Iran. Fin de régime en perspective

Mike Pence, vice-président américain, se préparerait à l’élection présidentielle de 2024. De fait, sa rencontre officielle avec la dirigeante de l’opposition iranienne Maryam Radjavi au quartier général des Moudjahidines en Albanie et son soutien ferme à l’Alternative démocratique (Conseil National de la Résistance Iranienne) laissent entrevoir la perspective de la fin du régime politique en Iran.

Les leçons de l’histoire

D’autant plus quand le vice-président de la première puissance mondiale déclare que « La plus grande preuve de la faiblesse croissante du régime iranien est la récente sélection d’Ebrahim Raïssi en tant que président iranien. Comme vous le savez tous et comme l’histoire l’a retenu, il y a 30 ans, Raïssi était à la tête des escadrons de la mort de l’Ayatollah ».

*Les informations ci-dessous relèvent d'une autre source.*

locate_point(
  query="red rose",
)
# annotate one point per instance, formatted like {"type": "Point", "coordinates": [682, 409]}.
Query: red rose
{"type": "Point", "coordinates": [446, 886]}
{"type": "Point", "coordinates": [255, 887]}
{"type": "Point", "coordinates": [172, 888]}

Le mardi 21 juin, le site Internet du Guide suprême Ali Khamenei a publié le texte des remarques de Khamenei adressées à un certain nombre de nomades soutenant le régime sous le titre : « Congrès des nomades ». Lors de cette réunion, Ali Khamenei a déclaré : « Aujourd’hui, l’ennemi essaie de faire croire aux gens qu’ils n’ont pas d’avenir, que l’avenir est une impasse. Les gens devraient arriver à la conclusion que les responsables du pays ne savent pas comment gérer le pays. »

Si ces propos visent à défendre le positionnement de la république islamique, ils montrent aussi clairement que ce ressenti est partagé par une grande partie du peuple iranien. Et s’il ne fallait qu’une preuve, la fuite des cerveaux d’Iran en est une, conséquente.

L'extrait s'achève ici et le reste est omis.